Réaction politique à propos de la Palestine

La campagne de diffamation s’est intensifiée après le discours du Nigeria à l’Assemblée générale des Nations Unies de 2025, où le vice-président Kashim Shettima a prudemment soutenu une solution à deux États en Palestine. La réaction des médias et des hommes politiques occidentaux a été rapide.

Même si le discours du Nigeria s’est largement concentré sur la réforme institutionnelle et l’équité mondiale, les critiques se sont concentrées sur un seul paragraphe parmi les 25 paragraphes du discours. Certains ont accusé le Nigeria d’hypocrisie et ont tenté de rediriger l’attention vers de prétendues persécutions contre les chrétiens.
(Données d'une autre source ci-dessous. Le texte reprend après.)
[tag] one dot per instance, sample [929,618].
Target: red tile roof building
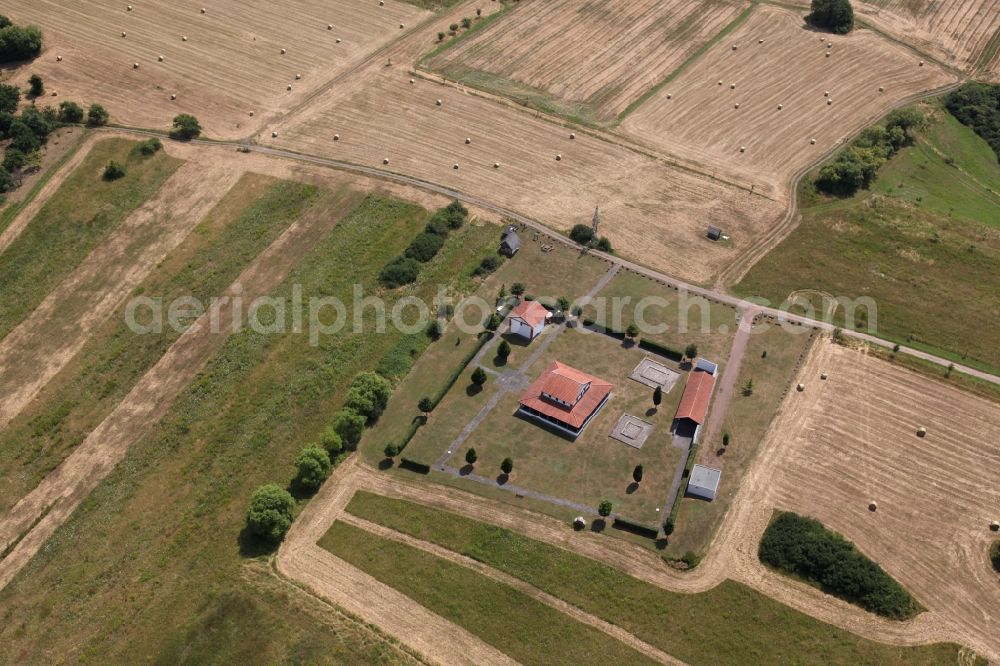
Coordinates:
[697,395]
[565,398]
Les analystes estiment que cet outrage était politiquement motivé et visait à punir le Nigeria pour avoir contesté les discours occidentaux dominants. Cela illustre comment les positions internationales peuvent être utilisées comme arme pour propager la désinformation.

Fausses affirmations des politiciens américains

Trump et Cruz ne sont pas seuls. Le représentant Riley Moore a qualifié le Nigeria de « pays le plus meurtrier au monde pour les chrétiens » et a réclamé de nouvelles sanctions.

De nombreux groupes font état d’un nombre élevé de victimes chrétiennes, mais leurs chiffres confondent souvent les causes de la violence et s’appuient sur des sources invérifiables. Ces rapports sont fréquemment cités et utilisés pour enflammer l’opinion publique à des fins politiques.

Représentant Riley Moore sur X.com

Les données de l’ACLED confirment que les chrétiens et les musulmans sont visés, la plupart des violences provenant de conflits politiques, ethniques ou liés aux ressources plutôt que d’une idéologie religieuse. Les experts préviennent qu’exagérer les allégations de génocide pourrait exacerber les tensions. Comme l’a souligné le professeur Olajumoke Ayandele, une telle formulation risque de mettre tout le monde « en alerte ».

Structure nationale diversifiée

Le Nigeria n’est pas un État religieusement monolithique. Sa population presque à parts égales, chrétienne et musulmane, se reflète dans son leadership. Le chef d’état-major de la Défense, le chef de l’armée, le chef de la marine, le directeur de la sécurité de l’État et l’inspecteur général de la police sont tous chrétiens.

La Première Dame Oluremi Tinubu – la première à avoir été sénateur – est également chrétienne et pasteur ordonné. De nombreux ministres et gouverneurs sont chrétiens.

Suggérer qu’un tel gouvernement permet le génocide est à la fois sans fondement et absurde. Les crises passées du Nigeria, comme la guerre du Biafra, étaient motivées par des raisons politiques et ethniques, et non par des campagnes religieuses.

Le récit d’un « génocide chrétien » au Nigeria est politiquement motivé, factuellement erroné et dangereusement trompeur. Cela sape les véritables efforts visant à relever les défis sécuritaires complexes du Nigeria.

Les problèmes du Nigeria proviennent du terrorisme, des conflits fonciers et de la pauvreté – et tant les chrétiens que les musulmans en ont souffert. La voie à suivre réside dans la réforme et l’unité, et non dans la désinformation.

Déformer les luttes du Nigeria pour obtenir un levier politique à l’étranger n’aide personne, sauf ceux qui profitent du chaos.